The CIA is precluded from undertaking any intelligence activities within the United States. However, a story could be planted in a media outlet overseas that will also be reported in the United States. That is blowback. This risk is probably higher today with global twenty-four-hour news agencies than it was during the early days of the cold war. Thus, inadvertently, a CIAPLANTED story that is false can be reported in a U.S. media outlet. In such a case, does the CIA have a responsibility to inform the U.S. media outlet of the true nature of the story? Would doing so compromise the original operation? If such notification should not be given at the time, should it be given afterward?
Not all covert actions remain covert. One of the key determinants seems to be the scale of the operation. The smaller and more discreet the operation, the easier it is to keep secret. But as operations become larger, especially paramilitary operations, the ability to keep them covert declines rapidly. Two operations undertaken during the Reagan administration—aid to the contras in Nicaragua and to the Mujaheddin in Afghanistan—illustrate the problem Should the possibility of public disclosure affect decision makers when they are considering paramilitary operations? Or should disclosure be accepted as a cost of undertaking this type of effort, with the understanding that it is likely to be something less than covert and not plausibly deniable?

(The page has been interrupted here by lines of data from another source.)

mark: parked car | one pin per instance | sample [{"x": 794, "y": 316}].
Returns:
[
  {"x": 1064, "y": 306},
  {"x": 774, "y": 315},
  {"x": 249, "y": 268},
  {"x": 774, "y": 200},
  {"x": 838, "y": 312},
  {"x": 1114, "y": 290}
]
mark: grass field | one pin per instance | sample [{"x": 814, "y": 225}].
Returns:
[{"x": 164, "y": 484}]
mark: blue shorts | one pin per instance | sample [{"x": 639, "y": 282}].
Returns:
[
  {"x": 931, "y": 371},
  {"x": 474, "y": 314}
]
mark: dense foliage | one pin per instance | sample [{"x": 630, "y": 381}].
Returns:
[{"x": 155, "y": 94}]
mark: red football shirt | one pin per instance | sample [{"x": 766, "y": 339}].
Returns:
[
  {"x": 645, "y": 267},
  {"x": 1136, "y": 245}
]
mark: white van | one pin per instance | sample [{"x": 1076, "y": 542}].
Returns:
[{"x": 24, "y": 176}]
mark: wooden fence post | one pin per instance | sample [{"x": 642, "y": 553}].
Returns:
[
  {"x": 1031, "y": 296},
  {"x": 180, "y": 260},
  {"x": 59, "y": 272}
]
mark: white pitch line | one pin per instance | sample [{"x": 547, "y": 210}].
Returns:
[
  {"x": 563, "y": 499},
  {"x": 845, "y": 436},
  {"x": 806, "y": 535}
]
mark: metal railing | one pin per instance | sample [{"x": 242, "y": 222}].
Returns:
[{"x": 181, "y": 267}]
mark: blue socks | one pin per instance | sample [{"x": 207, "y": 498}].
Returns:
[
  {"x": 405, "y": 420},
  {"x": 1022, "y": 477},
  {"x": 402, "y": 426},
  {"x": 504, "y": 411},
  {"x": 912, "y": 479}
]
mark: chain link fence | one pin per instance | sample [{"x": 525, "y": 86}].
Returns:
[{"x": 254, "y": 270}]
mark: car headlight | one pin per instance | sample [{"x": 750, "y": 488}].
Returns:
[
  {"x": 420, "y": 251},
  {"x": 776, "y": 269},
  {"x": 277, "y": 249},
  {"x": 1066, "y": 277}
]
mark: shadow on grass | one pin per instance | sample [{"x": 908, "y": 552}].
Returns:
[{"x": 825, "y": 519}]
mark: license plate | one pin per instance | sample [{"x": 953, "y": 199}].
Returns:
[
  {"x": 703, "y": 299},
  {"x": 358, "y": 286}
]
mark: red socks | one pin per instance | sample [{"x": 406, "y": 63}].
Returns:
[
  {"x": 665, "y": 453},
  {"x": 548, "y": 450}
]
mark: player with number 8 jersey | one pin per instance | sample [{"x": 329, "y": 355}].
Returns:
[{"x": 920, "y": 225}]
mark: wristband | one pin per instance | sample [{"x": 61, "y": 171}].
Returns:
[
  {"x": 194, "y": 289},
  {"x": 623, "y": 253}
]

Despite the desired separation of intelligence and policy, covert action blurs the distinction in ways that analysis does not. Instead of providing intelligence to assist in the making of decisions, through covert action the intelligence community is being asked to help execute policy. Of necessity, it has a role in determining the scale and scope of an operation, about which it has the greatest knowledge. The intelligence community also has a day-today part to play in managing an operation.
The distinction blurs further because the intelligence community has a vested interest in the outcome of a covert action in ways that are vastly different from its interest in the outcome of a policy for which it has provided analysis. Covert action is not just an alternative means of achieving a policy end; it is also a way for the intelligence community to demonstrate its capabilities and value.
Thus, covert action makes the policy and intelligence communities closer collaborators, as the separation between them diminishes. Conversely, the intelligence community takes on additional responsibilities in the eyes of the policy community. The intelligence community usually bears a greater burden for a less-than-successful covert action than it does for less-than-perfect intelligence analysis.
Paramilitary operations raise numerous issues. In addition to the problem of keeping them covert and the strains they put on plausible deniability, paramilitary operations raise serious questions about the amount of time available to achieve their stated goals. Unless these operations appear to have a reasonable chance of success in a well-defined period of time, policy makers find their ensuing options limited. On the one hand, they can decide to continue the operation even if the chances of success—usually defined as some sort of military victory—appear slim. It may be that the paramilitary force is unlikely to be defeated but unlikely to win, offering the prospect of an open-ended operation. On the other hand, policy makers can decide to terminate the operation. U.S. abandonment of the Kurds in Iraq in the 1970s is a case in point. The United States had been supporting the Kurds in their struggle against Iraq to create an independent homeland. Covert aid was given to the Kurds via Iran, which also had an interest in weakening its neighbor. However, the Kurdish effort was inconclusive. In the mid-1970s, the shah decided to resolve his differences with Iraq and ordered the operation to cease. The United States complied, abruptly leaving the Kurds to fend for themselves. But when an operation such as this is shut down, extricating all of the combatants may not be possible. In such a case, what is the obligation of the power backing the operation to the combatants? Do the combatants understand the risks they have undertaken, or are they simply assets of the power backing the covert action?